Haploidentical allogeneic hematopoietic cell transplantation in adults using CD3/CD19 depletion and reduced intensity conditioning: An update

Haploidentical hematopoietic cell transplantation (HHCT) after high dose conditioning with CD34-selected stem cells has been complicated by high regimen related toxicities, slow engraftment and delayed immune reconstitution leading to increased treatment related mortality (TRM). A new regimen using reduced intensity conditioning (RIC) and graft CD3/CD19 depletion with anti-CD3 and anti-CD19 coated microbeads on a CliniMACS device may allow HHCT with lower toxicity and faster engraftment. CD3/CD19 depleted grafts not only contain CD34+ stem cells but also CD34 negative progenitors, natural killer, graft facilitating and dendritic cells. RIC was performed with fludarabine (150–200 mg/m2), thiotepa (10 mg/kg), melphalan (120 mg/m2) and OKT-3 (5 mg/day, day − 5 to + 14) and no posttransplant immunosuppression. Twenty nine patients (median age = 42 (range, 21–59) years) have been transplanted with this regimen. Diagnosis were AML (n = 16), ALL (n = 7), NHL (n = 3), MM (n = 2) and CML (n = 1).
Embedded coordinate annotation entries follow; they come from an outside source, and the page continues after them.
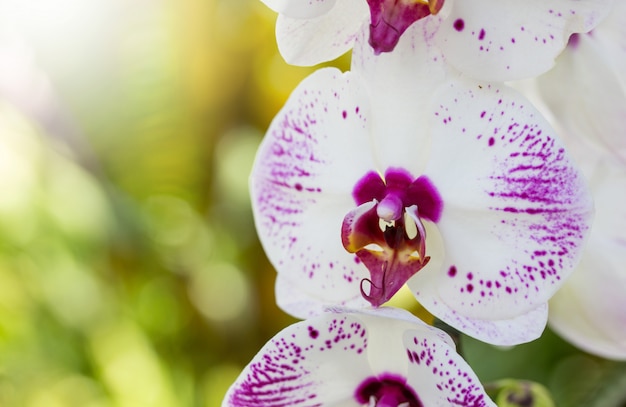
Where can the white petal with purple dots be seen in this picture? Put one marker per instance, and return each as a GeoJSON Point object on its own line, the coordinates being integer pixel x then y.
{"type": "Point", "coordinates": [484, 223]}
{"type": "Point", "coordinates": [485, 39]}
{"type": "Point", "coordinates": [383, 357]}
{"type": "Point", "coordinates": [502, 40]}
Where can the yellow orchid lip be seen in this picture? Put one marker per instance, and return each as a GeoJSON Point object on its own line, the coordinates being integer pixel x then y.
{"type": "Point", "coordinates": [386, 233]}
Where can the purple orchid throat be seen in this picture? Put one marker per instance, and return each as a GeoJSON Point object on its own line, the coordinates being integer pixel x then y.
{"type": "Point", "coordinates": [386, 231]}
{"type": "Point", "coordinates": [391, 18]}
{"type": "Point", "coordinates": [386, 391]}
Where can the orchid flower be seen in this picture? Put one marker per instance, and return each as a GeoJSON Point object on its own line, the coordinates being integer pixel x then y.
{"type": "Point", "coordinates": [382, 359]}
{"type": "Point", "coordinates": [586, 94]}
{"type": "Point", "coordinates": [590, 309]}
{"type": "Point", "coordinates": [401, 171]}
{"type": "Point", "coordinates": [486, 39]}
{"type": "Point", "coordinates": [586, 90]}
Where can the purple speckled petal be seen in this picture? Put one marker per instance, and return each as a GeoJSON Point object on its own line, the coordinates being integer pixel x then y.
{"type": "Point", "coordinates": [301, 8]}
{"type": "Point", "coordinates": [308, 42]}
{"type": "Point", "coordinates": [512, 39]}
{"type": "Point", "coordinates": [438, 367]}
{"type": "Point", "coordinates": [586, 90]}
{"type": "Point", "coordinates": [315, 151]}
{"type": "Point", "coordinates": [516, 209]}
{"type": "Point", "coordinates": [328, 360]}
{"type": "Point", "coordinates": [590, 309]}
{"type": "Point", "coordinates": [319, 362]}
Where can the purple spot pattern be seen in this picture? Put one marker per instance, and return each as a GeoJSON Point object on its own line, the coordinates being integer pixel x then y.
{"type": "Point", "coordinates": [283, 373]}
{"type": "Point", "coordinates": [453, 379]}
{"type": "Point", "coordinates": [539, 192]}
{"type": "Point", "coordinates": [295, 154]}
{"type": "Point", "coordinates": [478, 43]}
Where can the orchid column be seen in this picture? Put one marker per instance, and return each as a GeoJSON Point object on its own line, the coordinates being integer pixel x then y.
{"type": "Point", "coordinates": [417, 166]}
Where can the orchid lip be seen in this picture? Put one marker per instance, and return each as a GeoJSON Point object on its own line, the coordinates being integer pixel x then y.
{"type": "Point", "coordinates": [386, 390]}
{"type": "Point", "coordinates": [386, 230]}
{"type": "Point", "coordinates": [391, 18]}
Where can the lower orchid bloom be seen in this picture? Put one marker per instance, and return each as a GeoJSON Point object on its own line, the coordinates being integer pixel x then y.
{"type": "Point", "coordinates": [486, 39]}
{"type": "Point", "coordinates": [378, 359]}
{"type": "Point", "coordinates": [405, 172]}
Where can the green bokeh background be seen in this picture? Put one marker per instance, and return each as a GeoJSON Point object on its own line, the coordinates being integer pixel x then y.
{"type": "Point", "coordinates": [130, 270]}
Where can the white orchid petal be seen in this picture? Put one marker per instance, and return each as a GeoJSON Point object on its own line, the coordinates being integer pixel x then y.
{"type": "Point", "coordinates": [440, 369]}
{"type": "Point", "coordinates": [512, 39]}
{"type": "Point", "coordinates": [401, 85]}
{"type": "Point", "coordinates": [586, 90]}
{"type": "Point", "coordinates": [516, 209]}
{"type": "Point", "coordinates": [315, 151]}
{"type": "Point", "coordinates": [330, 361]}
{"type": "Point", "coordinates": [312, 363]}
{"type": "Point", "coordinates": [301, 8]}
{"type": "Point", "coordinates": [307, 42]}
{"type": "Point", "coordinates": [590, 309]}
{"type": "Point", "coordinates": [293, 298]}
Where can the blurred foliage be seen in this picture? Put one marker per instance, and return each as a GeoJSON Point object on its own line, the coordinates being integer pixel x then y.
{"type": "Point", "coordinates": [130, 271]}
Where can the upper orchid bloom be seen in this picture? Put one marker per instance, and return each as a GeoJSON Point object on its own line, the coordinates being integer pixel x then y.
{"type": "Point", "coordinates": [380, 359]}
{"type": "Point", "coordinates": [485, 39]}
{"type": "Point", "coordinates": [586, 90]}
{"type": "Point", "coordinates": [402, 171]}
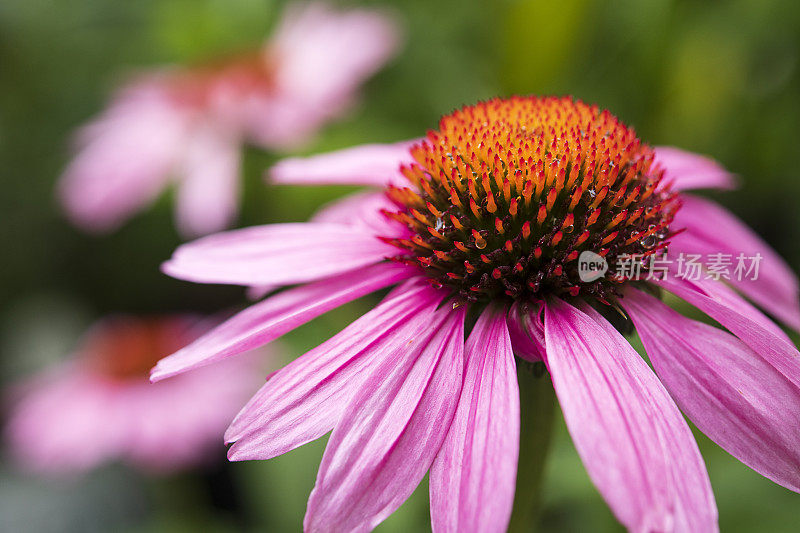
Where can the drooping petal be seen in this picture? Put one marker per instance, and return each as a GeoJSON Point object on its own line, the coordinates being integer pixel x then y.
{"type": "Point", "coordinates": [393, 428]}
{"type": "Point", "coordinates": [209, 187]}
{"type": "Point", "coordinates": [369, 164]}
{"type": "Point", "coordinates": [363, 209]}
{"type": "Point", "coordinates": [268, 320]}
{"type": "Point", "coordinates": [302, 401]}
{"type": "Point", "coordinates": [711, 229]}
{"type": "Point", "coordinates": [527, 332]}
{"type": "Point", "coordinates": [124, 158]}
{"type": "Point", "coordinates": [46, 431]}
{"type": "Point", "coordinates": [775, 349]}
{"type": "Point", "coordinates": [731, 394]}
{"type": "Point", "coordinates": [686, 170]}
{"type": "Point", "coordinates": [473, 478]}
{"type": "Point", "coordinates": [722, 293]}
{"type": "Point", "coordinates": [326, 54]}
{"type": "Point", "coordinates": [635, 444]}
{"type": "Point", "coordinates": [276, 254]}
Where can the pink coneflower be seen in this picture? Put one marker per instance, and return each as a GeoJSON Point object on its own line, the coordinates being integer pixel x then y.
{"type": "Point", "coordinates": [99, 406]}
{"type": "Point", "coordinates": [185, 126]}
{"type": "Point", "coordinates": [486, 218]}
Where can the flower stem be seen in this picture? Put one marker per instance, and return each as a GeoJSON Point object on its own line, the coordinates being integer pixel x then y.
{"type": "Point", "coordinates": [537, 401]}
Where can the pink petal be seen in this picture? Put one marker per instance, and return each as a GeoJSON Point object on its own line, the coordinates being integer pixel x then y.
{"type": "Point", "coordinates": [276, 254]}
{"type": "Point", "coordinates": [304, 400]}
{"type": "Point", "coordinates": [47, 427]}
{"type": "Point", "coordinates": [324, 55]}
{"type": "Point", "coordinates": [369, 164]}
{"type": "Point", "coordinates": [268, 320]}
{"type": "Point", "coordinates": [728, 297]}
{"type": "Point", "coordinates": [208, 192]}
{"type": "Point", "coordinates": [732, 395]}
{"type": "Point", "coordinates": [527, 332]}
{"type": "Point", "coordinates": [692, 171]}
{"type": "Point", "coordinates": [362, 210]}
{"type": "Point", "coordinates": [774, 348]}
{"type": "Point", "coordinates": [473, 478]}
{"type": "Point", "coordinates": [710, 229]}
{"type": "Point", "coordinates": [631, 437]}
{"type": "Point", "coordinates": [392, 430]}
{"type": "Point", "coordinates": [124, 158]}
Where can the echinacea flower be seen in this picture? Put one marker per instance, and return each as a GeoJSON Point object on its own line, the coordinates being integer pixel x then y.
{"type": "Point", "coordinates": [186, 125]}
{"type": "Point", "coordinates": [487, 217]}
{"type": "Point", "coordinates": [99, 406]}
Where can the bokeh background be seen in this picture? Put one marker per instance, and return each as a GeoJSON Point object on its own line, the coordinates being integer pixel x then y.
{"type": "Point", "coordinates": [720, 78]}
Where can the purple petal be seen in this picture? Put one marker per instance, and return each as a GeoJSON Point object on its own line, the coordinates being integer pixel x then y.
{"type": "Point", "coordinates": [473, 478]}
{"type": "Point", "coordinates": [527, 332]}
{"type": "Point", "coordinates": [392, 430]}
{"type": "Point", "coordinates": [369, 164]}
{"type": "Point", "coordinates": [731, 394]}
{"type": "Point", "coordinates": [362, 210]}
{"type": "Point", "coordinates": [208, 192]}
{"type": "Point", "coordinates": [711, 229]}
{"type": "Point", "coordinates": [268, 320]}
{"type": "Point", "coordinates": [635, 444]}
{"type": "Point", "coordinates": [276, 254]}
{"type": "Point", "coordinates": [124, 157]}
{"type": "Point", "coordinates": [692, 171]}
{"type": "Point", "coordinates": [302, 401]}
{"type": "Point", "coordinates": [774, 348]}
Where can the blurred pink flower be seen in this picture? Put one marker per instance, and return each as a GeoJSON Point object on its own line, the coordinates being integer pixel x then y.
{"type": "Point", "coordinates": [99, 405]}
{"type": "Point", "coordinates": [186, 126]}
{"type": "Point", "coordinates": [487, 215]}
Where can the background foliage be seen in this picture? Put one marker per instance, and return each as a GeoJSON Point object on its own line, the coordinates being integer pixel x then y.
{"type": "Point", "coordinates": [718, 77]}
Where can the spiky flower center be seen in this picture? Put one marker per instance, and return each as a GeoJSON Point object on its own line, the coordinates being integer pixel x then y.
{"type": "Point", "coordinates": [508, 193]}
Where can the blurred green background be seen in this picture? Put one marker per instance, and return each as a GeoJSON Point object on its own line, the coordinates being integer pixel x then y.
{"type": "Point", "coordinates": [717, 77]}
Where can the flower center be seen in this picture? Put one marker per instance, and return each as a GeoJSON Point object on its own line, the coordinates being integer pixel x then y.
{"type": "Point", "coordinates": [123, 348]}
{"type": "Point", "coordinates": [509, 193]}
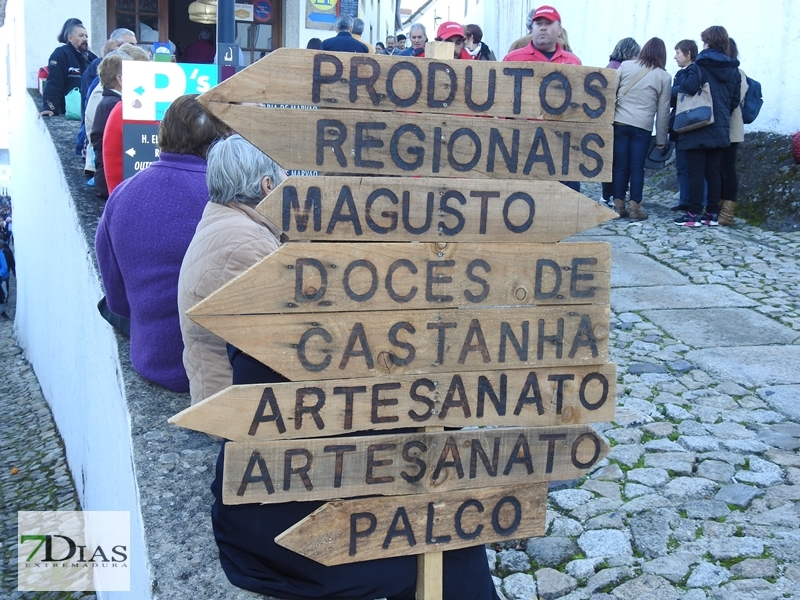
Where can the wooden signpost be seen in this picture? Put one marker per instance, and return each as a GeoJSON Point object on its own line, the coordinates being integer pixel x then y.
{"type": "Point", "coordinates": [457, 309]}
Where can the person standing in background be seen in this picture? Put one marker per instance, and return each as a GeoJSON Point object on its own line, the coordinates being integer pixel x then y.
{"type": "Point", "coordinates": [358, 31]}
{"type": "Point", "coordinates": [704, 146]}
{"type": "Point", "coordinates": [685, 53]}
{"type": "Point", "coordinates": [66, 66]}
{"type": "Point", "coordinates": [626, 49]}
{"type": "Point", "coordinates": [730, 181]}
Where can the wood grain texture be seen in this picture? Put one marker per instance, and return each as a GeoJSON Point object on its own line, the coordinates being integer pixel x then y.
{"type": "Point", "coordinates": [393, 143]}
{"type": "Point", "coordinates": [337, 532]}
{"type": "Point", "coordinates": [540, 398]}
{"type": "Point", "coordinates": [340, 277]}
{"type": "Point", "coordinates": [343, 345]}
{"type": "Point", "coordinates": [400, 209]}
{"type": "Point", "coordinates": [544, 90]}
{"type": "Point", "coordinates": [406, 463]}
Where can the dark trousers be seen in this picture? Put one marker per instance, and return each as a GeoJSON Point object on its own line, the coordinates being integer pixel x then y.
{"type": "Point", "coordinates": [630, 152]}
{"type": "Point", "coordinates": [251, 559]}
{"type": "Point", "coordinates": [704, 169]}
{"type": "Point", "coordinates": [730, 181]}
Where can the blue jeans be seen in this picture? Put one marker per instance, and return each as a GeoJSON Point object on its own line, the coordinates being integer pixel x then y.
{"type": "Point", "coordinates": [682, 166]}
{"type": "Point", "coordinates": [630, 152]}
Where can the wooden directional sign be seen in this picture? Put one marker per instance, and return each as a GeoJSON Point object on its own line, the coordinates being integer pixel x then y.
{"type": "Point", "coordinates": [344, 531]}
{"type": "Point", "coordinates": [332, 277]}
{"type": "Point", "coordinates": [410, 463]}
{"type": "Point", "coordinates": [400, 209]}
{"type": "Point", "coordinates": [341, 345]}
{"type": "Point", "coordinates": [355, 81]}
{"type": "Point", "coordinates": [384, 143]}
{"type": "Point", "coordinates": [483, 323]}
{"type": "Point", "coordinates": [532, 398]}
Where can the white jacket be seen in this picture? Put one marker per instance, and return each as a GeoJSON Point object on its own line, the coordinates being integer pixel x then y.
{"type": "Point", "coordinates": [229, 240]}
{"type": "Point", "coordinates": [649, 97]}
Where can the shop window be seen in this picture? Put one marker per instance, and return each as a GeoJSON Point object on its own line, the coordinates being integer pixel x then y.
{"type": "Point", "coordinates": [148, 19]}
{"type": "Point", "coordinates": [258, 28]}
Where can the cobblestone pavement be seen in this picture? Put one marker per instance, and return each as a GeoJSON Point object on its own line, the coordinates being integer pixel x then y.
{"type": "Point", "coordinates": [33, 468]}
{"type": "Point", "coordinates": [698, 498]}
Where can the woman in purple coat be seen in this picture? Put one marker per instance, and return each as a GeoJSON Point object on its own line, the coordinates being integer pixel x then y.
{"type": "Point", "coordinates": [143, 235]}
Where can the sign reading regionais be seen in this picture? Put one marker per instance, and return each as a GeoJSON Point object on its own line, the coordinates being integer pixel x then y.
{"type": "Point", "coordinates": [433, 297]}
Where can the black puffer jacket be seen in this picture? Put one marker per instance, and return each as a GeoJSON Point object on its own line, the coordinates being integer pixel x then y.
{"type": "Point", "coordinates": [722, 74]}
{"type": "Point", "coordinates": [66, 66]}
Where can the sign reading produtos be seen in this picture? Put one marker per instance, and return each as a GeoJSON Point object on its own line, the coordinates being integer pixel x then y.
{"type": "Point", "coordinates": [436, 301]}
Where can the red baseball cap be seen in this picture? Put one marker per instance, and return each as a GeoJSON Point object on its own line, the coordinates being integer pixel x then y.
{"type": "Point", "coordinates": [546, 12]}
{"type": "Point", "coordinates": [450, 29]}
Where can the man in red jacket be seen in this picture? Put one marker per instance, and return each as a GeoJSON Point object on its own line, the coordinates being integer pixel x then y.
{"type": "Point", "coordinates": [544, 46]}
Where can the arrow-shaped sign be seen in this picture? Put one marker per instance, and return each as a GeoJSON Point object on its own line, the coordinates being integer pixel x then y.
{"type": "Point", "coordinates": [376, 143]}
{"type": "Point", "coordinates": [531, 398]}
{"type": "Point", "coordinates": [391, 209]}
{"type": "Point", "coordinates": [342, 80]}
{"type": "Point", "coordinates": [335, 277]}
{"type": "Point", "coordinates": [343, 345]}
{"type": "Point", "coordinates": [344, 531]}
{"type": "Point", "coordinates": [321, 18]}
{"type": "Point", "coordinates": [411, 463]}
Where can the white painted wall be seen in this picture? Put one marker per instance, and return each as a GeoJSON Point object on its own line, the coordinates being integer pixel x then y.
{"type": "Point", "coordinates": [72, 350]}
{"type": "Point", "coordinates": [768, 38]}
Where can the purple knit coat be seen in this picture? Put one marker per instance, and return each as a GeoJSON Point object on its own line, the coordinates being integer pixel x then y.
{"type": "Point", "coordinates": [142, 237]}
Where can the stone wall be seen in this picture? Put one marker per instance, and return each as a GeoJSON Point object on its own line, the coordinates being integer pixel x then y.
{"type": "Point", "coordinates": [122, 452]}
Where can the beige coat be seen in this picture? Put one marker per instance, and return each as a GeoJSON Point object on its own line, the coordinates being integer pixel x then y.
{"type": "Point", "coordinates": [737, 124]}
{"type": "Point", "coordinates": [649, 97]}
{"type": "Point", "coordinates": [229, 239]}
Patients were “high risk” with refractory disease or relapse after preceding HCT. The CD3/CD19 depleted haploidentical grafts contained a median of 7.6 × 106 (range, 3.4–17 × 106) CD34+ cells/kg, 4.4 × 104 (range, 0.006–44 × 104) CD3+ T cells/kg and 7.2 × 107 (range, 0.02–37.3 × 107) CD56+ cells/kg. Donor–recipient KIR-ligand-mismatch was found in 19 of 29 patients. The regimen was well tolerated with maximum acute toxicity being grade 2–3 mucositis. Because of severe neurotoxicity in 4 patients treated with 200 mg/m2 fludarabine, the dose was reduced to 150 mg/m2. Engraftment was rapid with a median time to > 500 granulocytes/μL of 12 (range, 10–21) days, > 20,000 platelets/μL of 11 (range, 7–38) days and full donor chimerism after 2–4 weeks in all patients. Incidence of grade II–IV° GVHD was 48% with grade II° = 10, III° = 2 and IV° = 2. One patient, who received the highest T-cell dose, developed lethal grade IV GVHD. TRM in the first 100 days was 6/29 (20%) with deaths due to idiopathic pneumonia syndrome (n = 1), mucormycosis (n = 1), pneumonia (n = 3) or GVHD (n = 1). Overall survival is 9/29 patients (31%) with deaths due to infections (n = 7), GVHD (n = 1) and relapse (n = 12) with a median follow-up of 241 days (range, 112–1271). In conclusion, this regimen is promising in high risk patients lacking a suitable donor, and a prospective phase I/II study is ongoing.